Я не уверен, что такое драконовское, неслыханное, сколько я знаю, до Столыпина в конституционной истории изменение избирательного закона можно назвать ошибкой. Скорее характер у реформатора был такой, резкий, нетерпеливый, предпочитавший рубить сплеча, не очень, скажем прямо, подходящий для государственного деятеля масштаба Бисмарка... или Ельцина. Это видно было уже в случае с военно-полевыми судами. Недаром тогда пришлось, чтобы погасить многочисленные скандалы, закрыть 206 (!) газет. Только знаменитый рассказ Леонида Андреева да отчаянный вопль Толстого прорвались через цензуру. Так или иначе, третьеиюньский переворот остался в истории как всем фальсификациям фальсификация, куда там сегодняшнему Чурову с его кустарными "каруселями"!
Но дело было не только в том, что Столыпин не мог представить себе Россию без помещичьего землевладения (тем более, заметим в скобках, без самодержавия). Дело было еще и в том, что впоследствии именовалось великодержавным шовинизмом. А он был без преувеличения в этом случае гомерическим, немыслимым для империи, желающей сохраниться как империя. Даже Путин назвал лозунг Россия для русских, "придурочным". Но, судя по итогам путча, именно этого и добивался Столыпин. Судите, впрочем, сами. Если в первой Думе число великороссов примерно равнялось числу представителей национальных меньшинств (что соответствовало их численности в империи), то в третьей великороссов было 377, а все национальные меньшинства, включая украинцев, поляков, белорусов, финнов, татар, евреев, кавказцев, представляли 36 (!) депутатов. Я не упоминаю народности Средней Азии только потому, что они - по причине «отсталости» - были вообще лишены права голоса.

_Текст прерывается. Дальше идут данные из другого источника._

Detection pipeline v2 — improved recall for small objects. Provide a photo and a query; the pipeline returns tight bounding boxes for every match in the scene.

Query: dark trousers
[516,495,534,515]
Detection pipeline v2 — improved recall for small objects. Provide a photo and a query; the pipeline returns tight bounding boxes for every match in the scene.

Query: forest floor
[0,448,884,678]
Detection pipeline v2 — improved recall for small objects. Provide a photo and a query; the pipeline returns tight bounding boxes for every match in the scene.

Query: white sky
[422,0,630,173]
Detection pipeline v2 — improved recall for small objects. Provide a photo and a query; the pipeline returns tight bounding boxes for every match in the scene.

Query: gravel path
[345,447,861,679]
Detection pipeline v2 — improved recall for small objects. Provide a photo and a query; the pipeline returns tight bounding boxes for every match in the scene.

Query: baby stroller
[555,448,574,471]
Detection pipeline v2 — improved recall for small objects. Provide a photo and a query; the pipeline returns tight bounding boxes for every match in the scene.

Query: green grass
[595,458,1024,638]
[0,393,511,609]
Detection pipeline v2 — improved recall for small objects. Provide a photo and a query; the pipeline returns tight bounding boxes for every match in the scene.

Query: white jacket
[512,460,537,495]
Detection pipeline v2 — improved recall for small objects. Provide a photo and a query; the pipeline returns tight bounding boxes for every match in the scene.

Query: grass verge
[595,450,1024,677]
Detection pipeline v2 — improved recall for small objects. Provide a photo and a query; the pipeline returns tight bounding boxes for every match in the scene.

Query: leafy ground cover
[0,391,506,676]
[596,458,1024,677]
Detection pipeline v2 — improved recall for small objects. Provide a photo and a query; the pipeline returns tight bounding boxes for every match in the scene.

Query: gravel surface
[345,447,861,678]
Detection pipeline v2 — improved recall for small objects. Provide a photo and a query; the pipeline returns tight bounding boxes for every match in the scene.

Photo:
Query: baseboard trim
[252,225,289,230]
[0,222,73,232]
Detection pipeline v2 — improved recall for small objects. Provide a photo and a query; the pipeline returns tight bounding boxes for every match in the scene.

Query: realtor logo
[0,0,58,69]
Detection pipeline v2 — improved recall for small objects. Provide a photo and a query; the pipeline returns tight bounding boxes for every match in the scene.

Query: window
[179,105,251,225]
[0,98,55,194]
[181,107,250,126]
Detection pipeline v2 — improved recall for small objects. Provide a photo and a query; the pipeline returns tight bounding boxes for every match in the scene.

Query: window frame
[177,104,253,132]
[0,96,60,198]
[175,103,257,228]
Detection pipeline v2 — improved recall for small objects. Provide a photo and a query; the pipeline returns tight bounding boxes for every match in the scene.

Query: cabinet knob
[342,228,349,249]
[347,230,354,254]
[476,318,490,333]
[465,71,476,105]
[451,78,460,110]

Короче, русификатором Столыпин был перворазрядным и то, что финны все еще говорили на своем языке, долго не давало ему покоя. А уж что означало лишение права всех национальных меньшинств для будущего России, не требует объяснения. Право, в ретроспективе "спаситель империи" выглядит революционером, причем, прав был Толстой, равным по разрушительной силе своих действий всем революционерам вместе взятым. И поразительное дело, перепуганный Двор ничего не заметил: избавление от всех этих противных либералов и "мужичья" в Таврическом дворце рассматривали там как окончание революции. Тем более, что и не пошевелилась Россия после разгона второй Думы.
Еще поразительнее, однако, что и Столыпин не понял: для него это было начало конца. Он-то устраивал свой путч, чтоб ему не мешали проводить крестьянскую реформу, а Двору его реформа была до лампочки. Столыпина нанимали для подавления революции, не для реформ. И поскольку мавр, похоже, свое дело сделал...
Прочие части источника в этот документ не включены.